En gros, il faisait le travail du voleur, en mieux, parce que lui était optimisé alors que le voleur ne l'était pas du tout (épée / dague quoi...).

J'ai envie de montrer aux CPC ce qu'est vraiment qu'être optimisé afin qu'en pick up, ils passent pour des "nécromants" plutôt que pour des "thieves".

Maintenant, pour en revenir à ton exemple, un gardien optimisé en donjon, il a le mur de renvoi puis quand celui-ci est sous CD et qu'il n'y a pas d'autres gardiens / envoûteur dans le groupe, il a l'avenger shield.
Le gardien optimisé mets soit 100% d'uptime d'aveuglement au boss, soit 100% d'uptime de protection (et de nombreuses égides) au groupe.
Les bulles de poison sont renvoyées / absorbées, le spray est esquivé et les attaques lambda sont soit bloquées, soit réduites par la protection.
Plus tu fais durer le combat, plus tu vas te retrouver sans CD défensif et plus ça va être compliqué de finir le combat.
Un combat qui dure, c'est toujours un combat à l'avantage du boss.

Le nécromant et l'ingénieur sont 2 classes qui peuvent faire de gros dégâts et poser de la vulnérabilité.
Certes, ils feront ces 2 points moins bien qu'un thief (par exemple) et alors ?
Si vous le faites bien, vous tirez le maximum de votre classe et vous perdrez quoi, 10 secondes sur un speedclear ? Et après ?
Je cherche pas à faire du tutorat de speedclear, je cherche à apprendre les stratégies des donjons.
Au passage, le thief sur le last boss de caudecus P2, il me sert à rien.
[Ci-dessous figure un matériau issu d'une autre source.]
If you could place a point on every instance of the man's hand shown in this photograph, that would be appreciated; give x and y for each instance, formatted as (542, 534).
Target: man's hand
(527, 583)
Il peut faire que de l'arc / double pistol. Du coup, autant dire qu'il fait 0 dps, je préfère un nécro qui fera plus de dégâts et qui me mettra du dispel.
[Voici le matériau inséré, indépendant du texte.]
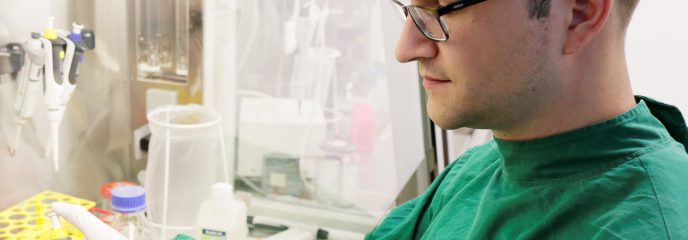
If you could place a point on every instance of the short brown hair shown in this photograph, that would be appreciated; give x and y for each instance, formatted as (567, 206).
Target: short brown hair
(540, 9)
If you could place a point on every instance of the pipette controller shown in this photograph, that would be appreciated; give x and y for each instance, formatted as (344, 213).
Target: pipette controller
(29, 85)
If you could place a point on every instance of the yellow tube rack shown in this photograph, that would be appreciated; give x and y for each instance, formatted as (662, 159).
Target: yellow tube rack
(27, 220)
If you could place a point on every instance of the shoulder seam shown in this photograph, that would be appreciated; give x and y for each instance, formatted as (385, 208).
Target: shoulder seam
(654, 191)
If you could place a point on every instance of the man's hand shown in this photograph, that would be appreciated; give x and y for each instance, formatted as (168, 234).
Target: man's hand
(90, 226)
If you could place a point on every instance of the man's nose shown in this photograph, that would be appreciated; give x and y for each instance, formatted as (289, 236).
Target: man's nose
(412, 44)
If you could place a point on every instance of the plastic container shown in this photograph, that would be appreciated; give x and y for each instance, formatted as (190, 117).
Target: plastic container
(129, 204)
(222, 217)
(185, 156)
(106, 193)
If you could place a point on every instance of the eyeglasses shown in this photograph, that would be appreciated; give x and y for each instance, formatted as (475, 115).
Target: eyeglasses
(429, 20)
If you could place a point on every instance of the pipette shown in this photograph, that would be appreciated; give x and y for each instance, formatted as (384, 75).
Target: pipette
(29, 86)
(54, 80)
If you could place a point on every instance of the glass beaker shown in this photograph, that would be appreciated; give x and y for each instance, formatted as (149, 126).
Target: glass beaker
(186, 154)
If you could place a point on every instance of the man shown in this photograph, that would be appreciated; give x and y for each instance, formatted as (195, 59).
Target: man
(575, 155)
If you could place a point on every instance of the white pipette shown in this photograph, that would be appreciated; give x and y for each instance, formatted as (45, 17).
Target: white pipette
(55, 82)
(29, 86)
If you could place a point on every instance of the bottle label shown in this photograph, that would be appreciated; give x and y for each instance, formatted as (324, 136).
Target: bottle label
(209, 234)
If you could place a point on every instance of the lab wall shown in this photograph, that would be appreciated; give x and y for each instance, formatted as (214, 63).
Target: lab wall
(657, 51)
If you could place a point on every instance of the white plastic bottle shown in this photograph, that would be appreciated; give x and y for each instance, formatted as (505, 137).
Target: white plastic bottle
(222, 217)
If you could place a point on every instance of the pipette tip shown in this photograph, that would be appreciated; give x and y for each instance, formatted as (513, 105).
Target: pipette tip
(12, 151)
Bref, t'as encore en tête l'archétype heal/tank/dps et t'essai de le transposer sur GW2 mais je suis désolé de te rabâcher que ça ne marche pas comme ça.

----------


## Aarbron

j'ai aucun archetype en tete justement c'est que j'essai de faire comprendre.
c'est quand meme toi qui dit qu'il faut un equipement zerk (comme si c'etait la seule alternative) et qui m'accuse de faire tomber un groupe entier parceque je ne joue pas zerk mais tank/soutien
j'explique justement qu'on peut jouer tank ou zerk ou quoi que ce soit d'autre il suffit d'adapter son jeu et son stuff.
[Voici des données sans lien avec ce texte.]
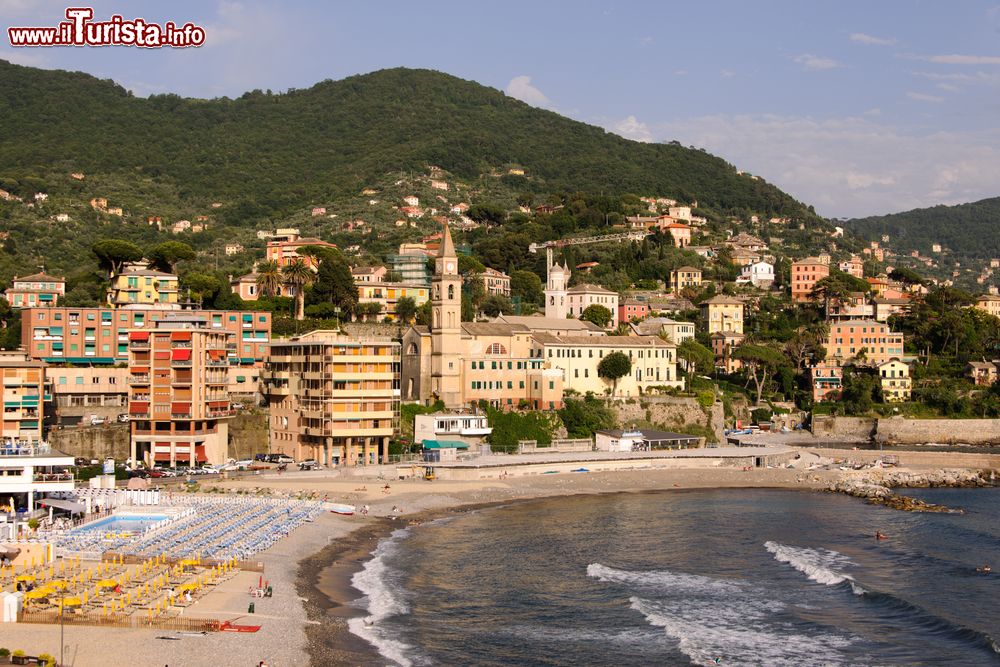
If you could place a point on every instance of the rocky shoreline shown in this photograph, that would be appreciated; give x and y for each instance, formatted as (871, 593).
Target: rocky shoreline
(876, 486)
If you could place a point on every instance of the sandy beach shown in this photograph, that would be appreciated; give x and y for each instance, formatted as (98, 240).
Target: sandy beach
(306, 620)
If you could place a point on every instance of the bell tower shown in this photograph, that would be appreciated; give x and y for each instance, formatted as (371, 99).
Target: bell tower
(446, 325)
(557, 279)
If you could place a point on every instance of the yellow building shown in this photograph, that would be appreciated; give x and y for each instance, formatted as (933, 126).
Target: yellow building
(654, 362)
(387, 295)
(138, 284)
(24, 396)
(686, 276)
(990, 304)
(722, 313)
(894, 376)
(333, 397)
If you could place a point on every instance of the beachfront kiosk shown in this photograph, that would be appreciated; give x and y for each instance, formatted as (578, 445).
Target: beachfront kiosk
(642, 440)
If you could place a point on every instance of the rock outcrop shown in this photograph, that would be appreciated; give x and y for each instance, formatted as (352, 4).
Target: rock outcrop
(876, 486)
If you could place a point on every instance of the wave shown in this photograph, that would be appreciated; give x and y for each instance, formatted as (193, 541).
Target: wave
(820, 565)
(383, 599)
(824, 566)
(711, 618)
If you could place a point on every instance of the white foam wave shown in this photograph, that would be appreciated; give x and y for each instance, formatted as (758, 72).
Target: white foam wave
(711, 618)
(383, 599)
(735, 641)
(820, 565)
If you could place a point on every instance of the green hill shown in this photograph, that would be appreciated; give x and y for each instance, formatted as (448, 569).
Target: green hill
(968, 231)
(267, 154)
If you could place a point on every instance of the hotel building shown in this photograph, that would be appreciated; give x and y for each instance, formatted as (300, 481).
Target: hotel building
(333, 397)
(38, 290)
(848, 338)
(178, 402)
(99, 336)
(654, 362)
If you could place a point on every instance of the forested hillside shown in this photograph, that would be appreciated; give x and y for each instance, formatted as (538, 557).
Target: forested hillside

et je rajoute juste le fait que cette recherche dans LFG a chaque fois des war/guard ou elementaliste zerk pour former des groupes speedrun en excluant tout autre style rend le jeu stéréotypé et qu'il est quand meme bien plus difficile en jouant necro de pas se faire kick qu'en étant une des 3 autres classes cités.

----------


## purEcontact

Je te propose d'aller sur Simin (arah C4) avec un groupe de joueurs équipé en soldat et puis tu reviens me voir  ::): .

----------


## ds108j

Merci beaucoup pour le post Pure.

Il me manque encore des donjons à faire pour avoir fini tous les différents chemins, mais je les ai débloqué tous en mode histoire (donc je peux lancer n'importe lequel en Explo si vous avez besoin)
Je suis assez fervent du "teamplay", et même si par moments je ne suis sur mumble qu'en écoute (voire pas du tout les après-midi du week-end) je suis largement prêt à filer un coup de main si il faut.
(par exemple hier soir je me suis refait Cita C2 avec les canards, bien que je l'avais déjà fini, pour le fnu, et pour aider)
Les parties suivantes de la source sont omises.